Running Multinational Corporations in China, A Survival Kit for Western CEO’s

The following is an extract from the book entitled; ‘Running Multinational Corporations in China, A Survival Kit for Western CEO’s’, by Globe business College Munich’s Qeis Kamran. Mr Kamran is currently a head lecturer at GBCM, and is a highly qualified serial entrepreneur, manager and leader with over 20 years of experience. He has led large divisions with organizations in the wholesale, retail, energy and franchise industries to name but a few.

China’s breathtaking ten per cent growth over three decades, an unsteady foundation of overcapitalized state-owned enterprises, a fiercely protectionist government, and a rapidly changing business landscape, which floods and oversupplies the world market with its products, makes it not only a vital place for multinational multinational corporations to win big in China by its growing size of domestic market, especially in the decades to come, but at the same time a subject of high relevance for the world of academia in particular for management scholars and practitioners.
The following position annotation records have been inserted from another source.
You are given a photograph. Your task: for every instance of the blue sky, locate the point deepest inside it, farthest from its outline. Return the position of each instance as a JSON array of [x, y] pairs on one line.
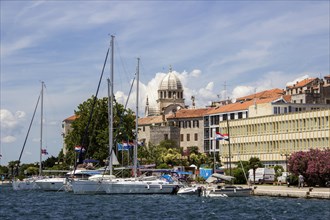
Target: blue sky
[[249, 45]]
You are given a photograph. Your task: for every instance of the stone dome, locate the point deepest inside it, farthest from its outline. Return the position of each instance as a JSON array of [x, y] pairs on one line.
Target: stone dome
[[170, 82]]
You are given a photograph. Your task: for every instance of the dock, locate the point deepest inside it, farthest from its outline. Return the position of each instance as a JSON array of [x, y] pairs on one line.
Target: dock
[[293, 192]]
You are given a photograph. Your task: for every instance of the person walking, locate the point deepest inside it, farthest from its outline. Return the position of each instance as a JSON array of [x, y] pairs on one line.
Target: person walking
[[300, 181]]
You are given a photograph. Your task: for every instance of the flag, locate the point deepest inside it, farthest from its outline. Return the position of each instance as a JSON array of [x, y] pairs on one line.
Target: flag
[[219, 136], [79, 148], [123, 146], [44, 151]]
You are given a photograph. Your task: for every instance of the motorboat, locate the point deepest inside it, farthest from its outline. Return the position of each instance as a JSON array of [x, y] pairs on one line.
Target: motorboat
[[190, 190], [223, 189], [140, 186], [93, 185], [227, 191], [26, 184], [51, 184]]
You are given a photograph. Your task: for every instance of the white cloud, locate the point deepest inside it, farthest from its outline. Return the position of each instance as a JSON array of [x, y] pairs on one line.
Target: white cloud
[[297, 80], [10, 125], [8, 139], [240, 91]]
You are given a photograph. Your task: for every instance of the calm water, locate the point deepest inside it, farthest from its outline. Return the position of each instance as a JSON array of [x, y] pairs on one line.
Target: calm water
[[61, 205]]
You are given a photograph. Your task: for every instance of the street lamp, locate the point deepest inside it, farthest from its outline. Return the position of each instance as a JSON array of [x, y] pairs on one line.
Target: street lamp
[[286, 154]]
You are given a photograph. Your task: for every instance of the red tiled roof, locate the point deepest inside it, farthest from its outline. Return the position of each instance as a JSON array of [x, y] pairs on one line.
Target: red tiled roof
[[151, 120], [237, 106], [264, 94], [189, 113], [302, 83]]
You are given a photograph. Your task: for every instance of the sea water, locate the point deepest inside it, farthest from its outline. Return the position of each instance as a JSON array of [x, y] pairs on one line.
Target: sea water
[[63, 205]]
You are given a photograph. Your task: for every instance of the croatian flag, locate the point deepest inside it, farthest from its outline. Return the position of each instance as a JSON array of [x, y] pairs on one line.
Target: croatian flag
[[79, 148], [44, 151], [219, 136]]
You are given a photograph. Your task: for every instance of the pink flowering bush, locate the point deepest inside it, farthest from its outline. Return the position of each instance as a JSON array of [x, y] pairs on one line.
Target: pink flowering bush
[[314, 165]]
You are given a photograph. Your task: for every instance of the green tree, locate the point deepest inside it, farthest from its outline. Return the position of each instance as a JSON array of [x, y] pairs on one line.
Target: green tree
[[314, 165], [93, 134], [255, 163], [4, 171]]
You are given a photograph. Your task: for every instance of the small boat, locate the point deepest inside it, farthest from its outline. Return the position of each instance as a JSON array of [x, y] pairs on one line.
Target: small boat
[[51, 184], [190, 190], [224, 190], [227, 191], [26, 184]]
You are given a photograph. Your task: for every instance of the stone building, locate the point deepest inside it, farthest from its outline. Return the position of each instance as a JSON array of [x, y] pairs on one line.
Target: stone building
[[272, 138], [310, 91]]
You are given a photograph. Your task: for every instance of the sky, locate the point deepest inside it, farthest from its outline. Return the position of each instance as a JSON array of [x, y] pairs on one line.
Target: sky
[[218, 49]]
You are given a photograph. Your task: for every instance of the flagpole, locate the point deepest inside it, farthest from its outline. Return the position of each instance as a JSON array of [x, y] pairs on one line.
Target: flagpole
[[214, 144], [229, 147]]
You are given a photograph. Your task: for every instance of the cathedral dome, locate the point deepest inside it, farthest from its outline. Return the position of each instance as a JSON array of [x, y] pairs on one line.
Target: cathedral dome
[[170, 82]]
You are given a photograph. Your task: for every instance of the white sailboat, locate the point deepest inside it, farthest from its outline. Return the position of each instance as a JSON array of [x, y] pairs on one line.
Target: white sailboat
[[93, 185], [135, 185], [30, 183]]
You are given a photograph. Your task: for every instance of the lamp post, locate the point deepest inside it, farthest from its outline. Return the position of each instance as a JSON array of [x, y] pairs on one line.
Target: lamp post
[[286, 154], [214, 144]]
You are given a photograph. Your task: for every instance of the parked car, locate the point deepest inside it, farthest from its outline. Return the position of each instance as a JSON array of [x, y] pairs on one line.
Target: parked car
[[262, 175]]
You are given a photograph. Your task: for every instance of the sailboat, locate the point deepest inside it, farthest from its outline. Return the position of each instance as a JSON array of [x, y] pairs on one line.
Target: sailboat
[[140, 185], [93, 185], [225, 190], [30, 183]]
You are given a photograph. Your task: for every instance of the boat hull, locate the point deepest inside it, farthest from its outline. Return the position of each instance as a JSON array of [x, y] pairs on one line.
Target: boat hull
[[139, 187], [26, 184], [51, 184], [228, 192], [87, 187]]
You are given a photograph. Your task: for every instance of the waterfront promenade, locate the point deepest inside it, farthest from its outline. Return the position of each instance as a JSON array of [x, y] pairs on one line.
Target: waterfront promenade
[[292, 191]]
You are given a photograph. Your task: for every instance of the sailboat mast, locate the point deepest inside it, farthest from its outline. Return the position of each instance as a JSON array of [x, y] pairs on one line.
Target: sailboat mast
[[136, 116], [229, 152], [110, 110], [41, 123]]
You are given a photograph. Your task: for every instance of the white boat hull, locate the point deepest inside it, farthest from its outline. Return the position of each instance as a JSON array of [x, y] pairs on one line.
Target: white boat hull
[[239, 192], [51, 184], [139, 187], [87, 187], [26, 184], [189, 190]]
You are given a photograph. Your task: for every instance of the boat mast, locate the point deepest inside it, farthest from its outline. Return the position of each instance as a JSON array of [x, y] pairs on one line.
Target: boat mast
[[41, 123], [229, 147], [136, 116], [110, 104]]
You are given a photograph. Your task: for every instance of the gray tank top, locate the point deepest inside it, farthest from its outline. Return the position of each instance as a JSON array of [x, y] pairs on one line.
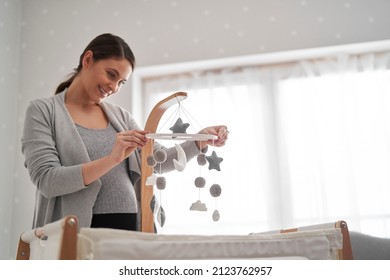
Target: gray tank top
[[117, 193]]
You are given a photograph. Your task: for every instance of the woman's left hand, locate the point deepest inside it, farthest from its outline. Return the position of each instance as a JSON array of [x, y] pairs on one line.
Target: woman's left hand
[[220, 131]]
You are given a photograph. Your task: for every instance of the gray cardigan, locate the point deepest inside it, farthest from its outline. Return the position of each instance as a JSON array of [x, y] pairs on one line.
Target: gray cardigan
[[54, 154]]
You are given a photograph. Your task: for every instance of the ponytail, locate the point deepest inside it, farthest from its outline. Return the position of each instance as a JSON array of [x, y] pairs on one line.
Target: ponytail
[[103, 46], [65, 84]]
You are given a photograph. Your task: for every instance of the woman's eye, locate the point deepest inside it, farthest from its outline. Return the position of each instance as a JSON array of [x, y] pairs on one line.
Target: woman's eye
[[110, 74]]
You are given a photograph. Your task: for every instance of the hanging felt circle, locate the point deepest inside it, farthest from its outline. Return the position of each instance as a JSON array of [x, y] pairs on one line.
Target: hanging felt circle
[[215, 190], [161, 183], [200, 182], [201, 158], [151, 161], [216, 216], [160, 155]]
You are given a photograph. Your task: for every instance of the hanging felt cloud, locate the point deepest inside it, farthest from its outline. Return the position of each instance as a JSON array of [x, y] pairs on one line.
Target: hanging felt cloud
[[215, 190], [151, 180], [201, 158], [161, 183], [150, 161], [198, 206], [179, 126], [181, 161], [200, 182], [160, 155], [214, 161]]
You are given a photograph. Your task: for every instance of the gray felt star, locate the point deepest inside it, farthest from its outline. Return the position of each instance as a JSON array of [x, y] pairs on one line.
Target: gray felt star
[[214, 161], [179, 126]]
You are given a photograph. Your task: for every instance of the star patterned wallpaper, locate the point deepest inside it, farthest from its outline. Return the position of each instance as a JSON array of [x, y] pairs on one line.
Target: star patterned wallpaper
[[41, 40]]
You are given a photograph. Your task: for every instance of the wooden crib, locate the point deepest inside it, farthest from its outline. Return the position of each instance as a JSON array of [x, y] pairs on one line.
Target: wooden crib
[[63, 240]]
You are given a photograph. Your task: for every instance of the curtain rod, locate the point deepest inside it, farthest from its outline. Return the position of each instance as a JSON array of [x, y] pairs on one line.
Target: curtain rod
[[261, 59]]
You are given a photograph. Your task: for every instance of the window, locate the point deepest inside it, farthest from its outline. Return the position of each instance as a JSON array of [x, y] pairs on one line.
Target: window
[[308, 144]]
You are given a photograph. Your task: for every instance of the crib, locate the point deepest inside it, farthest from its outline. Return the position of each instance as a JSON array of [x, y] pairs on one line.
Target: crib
[[63, 240]]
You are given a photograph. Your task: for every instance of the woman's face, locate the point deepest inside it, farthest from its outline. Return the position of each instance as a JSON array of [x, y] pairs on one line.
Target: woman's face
[[104, 77]]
China is fast to become the world’s factory. It has the potential to reshape the landscape of global business and creating an environment of fierce competition between MNC’s. According to leading researchers (Jacques 2009; Hexter, Woetzel 2007; Fernandez, Underwood 2006 et al) China and its market will set the next standards globally, thus the China CEO’s experiences and the gained best practices for MNC’s will shape the very world of international and Western business. Therefore, this work is written for top managers entering the Chinese market who are already working in China and seeking to have an interdisciplinary work on their hands, which addresses many divers issues of their primarily concern.

The purpose of Mr Kamran’s study was to provide a conceptual research method by finding and implementing key literature available on how top managers succeed in China, how they have made it a rewarding experience, and how the new China can make the operation China a success story for the MNC he/she will run.

In the year 2009, China achieved a pivotal milestones in its unprecedented climb to the Olympus of economic power by achieving 9.6% share of global trade, surpassing Germany with 9.0% and the USA with 8.5% to become the world’s largest trader. China is the largest success story of the 21st century, a change happening at an unprecedented pace not known yet to the phenomenon of economic development is different from what has been known in recent history. It is the first time in modern history that a developing country has bridged the gap into becoming a developed country. Furthermore we need to correct our assumption that China will surpass America as the largest economy in the world.